Maura Genovesi

Personal information
- Nationality: Italy
- Born: 25 May 1973 (age 53) Lucca, Italy
- Height: 1.63 m (5 ft 4 in)
- Weight: 54 kg (119 lb)

Sport
- Sport: Shooting
- Event(s): 10 m air pistol (AP40) 25 m pistol (SP)
- Club: Gruppo Sportivo Forestale
- Coached by: Aldo Andreotti

= Maura Genovesi =

Italian sport shooter (born 1973)

Maura Genovesi (born 25 May 1973 in Lucca) is an Italian sport shooter. She won a silver medal in women's sport pistol at the 2008 ISSF World Cup series in Rio de Janeiro, Brazil, accumulating a score of 784.9 points.

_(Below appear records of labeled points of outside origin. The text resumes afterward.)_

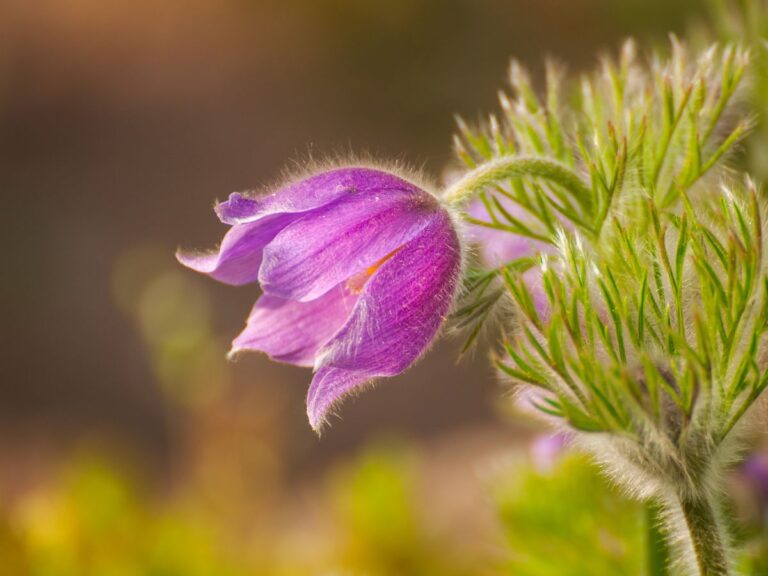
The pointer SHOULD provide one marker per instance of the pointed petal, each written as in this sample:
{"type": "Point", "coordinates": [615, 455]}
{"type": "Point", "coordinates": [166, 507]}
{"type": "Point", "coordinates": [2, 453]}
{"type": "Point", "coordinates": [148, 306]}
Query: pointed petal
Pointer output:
{"type": "Point", "coordinates": [309, 194]}
{"type": "Point", "coordinates": [331, 244]}
{"type": "Point", "coordinates": [238, 258]}
{"type": "Point", "coordinates": [398, 315]}
{"type": "Point", "coordinates": [292, 331]}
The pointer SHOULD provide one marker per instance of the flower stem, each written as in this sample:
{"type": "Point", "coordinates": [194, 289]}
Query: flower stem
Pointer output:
{"type": "Point", "coordinates": [657, 549]}
{"type": "Point", "coordinates": [499, 169]}
{"type": "Point", "coordinates": [706, 536]}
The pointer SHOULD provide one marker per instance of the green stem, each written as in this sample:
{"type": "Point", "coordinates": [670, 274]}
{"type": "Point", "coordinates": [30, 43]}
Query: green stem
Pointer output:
{"type": "Point", "coordinates": [706, 536]}
{"type": "Point", "coordinates": [657, 549]}
{"type": "Point", "coordinates": [500, 169]}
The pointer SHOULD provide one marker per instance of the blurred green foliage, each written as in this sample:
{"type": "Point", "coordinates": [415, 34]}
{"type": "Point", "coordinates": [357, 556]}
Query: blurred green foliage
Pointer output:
{"type": "Point", "coordinates": [569, 521]}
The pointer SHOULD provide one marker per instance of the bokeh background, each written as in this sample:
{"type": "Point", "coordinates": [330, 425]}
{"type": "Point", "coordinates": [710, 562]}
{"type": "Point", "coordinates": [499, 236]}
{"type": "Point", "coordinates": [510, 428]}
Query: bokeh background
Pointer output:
{"type": "Point", "coordinates": [128, 444]}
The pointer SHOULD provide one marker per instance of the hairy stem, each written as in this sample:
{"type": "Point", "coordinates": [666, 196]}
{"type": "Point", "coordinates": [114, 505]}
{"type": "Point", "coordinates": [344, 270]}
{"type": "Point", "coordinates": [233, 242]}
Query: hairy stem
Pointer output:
{"type": "Point", "coordinates": [500, 169]}
{"type": "Point", "coordinates": [706, 536]}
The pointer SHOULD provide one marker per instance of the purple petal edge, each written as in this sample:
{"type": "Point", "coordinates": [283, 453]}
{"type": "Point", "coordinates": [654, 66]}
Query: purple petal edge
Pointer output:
{"type": "Point", "coordinates": [397, 316]}
{"type": "Point", "coordinates": [309, 194]}
{"type": "Point", "coordinates": [292, 332]}
{"type": "Point", "coordinates": [332, 244]}
{"type": "Point", "coordinates": [238, 259]}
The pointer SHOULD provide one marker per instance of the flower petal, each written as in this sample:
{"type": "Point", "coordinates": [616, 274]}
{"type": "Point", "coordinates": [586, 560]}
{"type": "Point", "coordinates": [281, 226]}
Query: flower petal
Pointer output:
{"type": "Point", "coordinates": [329, 245]}
{"type": "Point", "coordinates": [292, 331]}
{"type": "Point", "coordinates": [309, 194]}
{"type": "Point", "coordinates": [398, 315]}
{"type": "Point", "coordinates": [238, 258]}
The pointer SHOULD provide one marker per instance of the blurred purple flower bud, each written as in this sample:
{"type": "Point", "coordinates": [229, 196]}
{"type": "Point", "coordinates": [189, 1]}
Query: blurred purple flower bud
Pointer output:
{"type": "Point", "coordinates": [547, 450]}
{"type": "Point", "coordinates": [755, 469]}
{"type": "Point", "coordinates": [358, 267]}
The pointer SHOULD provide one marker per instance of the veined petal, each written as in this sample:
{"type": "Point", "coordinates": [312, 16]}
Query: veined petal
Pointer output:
{"type": "Point", "coordinates": [238, 258]}
{"type": "Point", "coordinates": [398, 315]}
{"type": "Point", "coordinates": [309, 194]}
{"type": "Point", "coordinates": [292, 331]}
{"type": "Point", "coordinates": [329, 245]}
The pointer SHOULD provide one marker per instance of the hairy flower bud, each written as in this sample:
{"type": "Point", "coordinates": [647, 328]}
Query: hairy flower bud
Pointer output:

Genovesi is a member of the shooting team for Gruppo Sportivo Forestale, and is coached and trained by Aldo Andreotti.

Genovesi represented Italy at the 2008 Summer Olympics in Beijing, where she competed in two pistol shooting events. She placed twenty-eighth out of forty-four shooters in the women's 10 m air pistol, by one point ahead of Hungary's Zsófia Csonka from the final attempt, with a total score of 378 targets. Three days later, Genovesi competed for her second event, 25 m pistol, where she was able to shoot 291 targets in the precision stage, and 285 in the rapid fire, for a total score of 576 points, finishing only in twenty-fourth place.